Ничто так не провоцирует любопытство, как возможность наблюдения за процессом с одновременным ощущением собственной безопасности. Да, японцы с интересом следили за событиями на континенте, но интерес их не сопровождался чувством зависти. Наоборот, это было чувство безопасного любопытства, своеобразный островной вуайеризм, который вкупе с описанным эффектом несистемного восприятия культуры дал мощный посыл для развития столь удивляющего нас и столь важного для японцев умения заимствовать.

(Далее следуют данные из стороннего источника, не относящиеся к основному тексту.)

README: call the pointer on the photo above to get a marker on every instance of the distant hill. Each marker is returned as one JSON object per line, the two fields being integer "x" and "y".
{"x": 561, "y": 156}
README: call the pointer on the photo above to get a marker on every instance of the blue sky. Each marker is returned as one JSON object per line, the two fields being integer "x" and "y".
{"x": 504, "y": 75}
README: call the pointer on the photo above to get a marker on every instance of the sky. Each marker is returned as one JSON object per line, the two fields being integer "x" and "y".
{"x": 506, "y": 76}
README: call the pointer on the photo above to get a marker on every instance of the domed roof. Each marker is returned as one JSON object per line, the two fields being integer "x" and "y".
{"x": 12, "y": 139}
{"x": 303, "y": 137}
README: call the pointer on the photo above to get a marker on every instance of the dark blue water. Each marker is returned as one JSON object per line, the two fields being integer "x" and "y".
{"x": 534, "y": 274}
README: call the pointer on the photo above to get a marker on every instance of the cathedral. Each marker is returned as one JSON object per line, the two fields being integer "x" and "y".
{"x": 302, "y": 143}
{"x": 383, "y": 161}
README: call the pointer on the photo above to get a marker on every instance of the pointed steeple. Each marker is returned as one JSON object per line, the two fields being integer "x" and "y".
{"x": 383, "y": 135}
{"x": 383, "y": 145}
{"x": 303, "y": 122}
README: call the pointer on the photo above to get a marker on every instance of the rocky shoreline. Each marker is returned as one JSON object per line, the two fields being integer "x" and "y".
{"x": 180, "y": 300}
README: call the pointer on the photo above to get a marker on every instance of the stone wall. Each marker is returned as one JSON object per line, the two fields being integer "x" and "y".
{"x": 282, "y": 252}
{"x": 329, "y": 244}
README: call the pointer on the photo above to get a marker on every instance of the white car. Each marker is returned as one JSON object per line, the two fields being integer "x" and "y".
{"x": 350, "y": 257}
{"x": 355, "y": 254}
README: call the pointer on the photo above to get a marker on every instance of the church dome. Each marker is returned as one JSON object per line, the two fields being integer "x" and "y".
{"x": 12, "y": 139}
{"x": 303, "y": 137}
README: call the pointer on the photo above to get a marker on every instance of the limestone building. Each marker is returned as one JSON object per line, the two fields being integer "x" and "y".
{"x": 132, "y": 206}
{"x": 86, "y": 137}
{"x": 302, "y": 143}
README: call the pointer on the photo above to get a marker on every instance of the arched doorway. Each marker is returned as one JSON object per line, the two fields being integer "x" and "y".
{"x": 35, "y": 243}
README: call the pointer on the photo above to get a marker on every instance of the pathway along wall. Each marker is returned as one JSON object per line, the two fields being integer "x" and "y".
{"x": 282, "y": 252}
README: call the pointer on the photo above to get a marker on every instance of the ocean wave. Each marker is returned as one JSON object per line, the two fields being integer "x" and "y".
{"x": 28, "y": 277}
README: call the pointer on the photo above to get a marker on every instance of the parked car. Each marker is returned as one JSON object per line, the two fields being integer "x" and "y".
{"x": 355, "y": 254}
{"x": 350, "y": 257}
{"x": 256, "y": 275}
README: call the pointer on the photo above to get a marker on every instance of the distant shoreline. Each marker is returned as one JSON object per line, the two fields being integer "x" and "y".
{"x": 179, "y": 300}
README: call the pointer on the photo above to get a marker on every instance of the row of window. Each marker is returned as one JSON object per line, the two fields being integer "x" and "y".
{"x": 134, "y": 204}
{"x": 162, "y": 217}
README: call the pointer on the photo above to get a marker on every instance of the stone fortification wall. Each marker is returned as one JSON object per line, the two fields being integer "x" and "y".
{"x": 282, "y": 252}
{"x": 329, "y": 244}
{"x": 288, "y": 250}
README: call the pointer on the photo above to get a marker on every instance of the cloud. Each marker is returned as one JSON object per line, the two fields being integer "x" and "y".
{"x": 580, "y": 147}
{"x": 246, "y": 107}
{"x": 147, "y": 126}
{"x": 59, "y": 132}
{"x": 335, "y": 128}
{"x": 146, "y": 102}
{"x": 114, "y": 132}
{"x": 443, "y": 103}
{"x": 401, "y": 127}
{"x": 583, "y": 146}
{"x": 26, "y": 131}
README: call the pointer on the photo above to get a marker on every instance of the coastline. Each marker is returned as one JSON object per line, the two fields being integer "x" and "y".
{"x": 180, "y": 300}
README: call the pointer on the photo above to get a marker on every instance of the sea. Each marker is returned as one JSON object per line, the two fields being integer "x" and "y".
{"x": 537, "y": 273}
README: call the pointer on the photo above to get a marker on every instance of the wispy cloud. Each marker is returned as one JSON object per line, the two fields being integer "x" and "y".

Заимствовать не копируя, а креативно, творчески, переосмысляя и доводя до изыска любую модель – порождение материковой цивилизации, будь то португальский мушкет и чайная церемония в древности или магнитофон и конвейер в наши дни.

Практика

Японцы любопытны, но при этом их любопытство носит быстротекущий характер. Не воспринимая ничего в комплексе, они ищут ответы на отдельные конкретные вопросы, интересующие их в данный момент. Это хорошо видно в отношении японцев к иностранцам. А. А. Долин отметил, что отличительной чертой японского любопытства является поиск различий, а не сходства, что характерно для европейской, а также русской цивилизации.

Не могу удержаться от цитирования интервью с профессором из книги «Тайва»: «Для японцев интересны различия, а не сходство. Когда мы знакомимся с европейцами или американцами, то сразу ищем – чем мы похожи? Ищем сходство, а японцы ищут отличия! Даже если мы знакомимся с новым человеком, то ищем, что нас сближает, а не что разделяет. У японцев все наоборот – им интересно то, что отличает иностранцев от них. Почему человек – гайдзин, ну почему он такой? Это могут быть хорошие отличия, могут быть и плохие, – как, например, то, что мы можем не снимать обувь, когда входим в дом. С японской точки зрения, это все равно, что не мыть руки перед едой, а с нашей точки зрения, ополаскивать руки в домашнем туалете без мыла из крана над унитазом довольно странно.

По своему опыту и по опыту своих знакомых – неяпонцев – я знаю, что контакты с японцами держатся какое-то время на любопытстве. А когда оно исчерпывается, то вроде и говорить больше не о чем – все закончилось. Бывают исключения, но, видимо, очень редкие. У них нет осознанного стремления сохранить связь с человеком, который им чем-то интересен, близок. Разве что на уровне формального обмена новогодними открытками».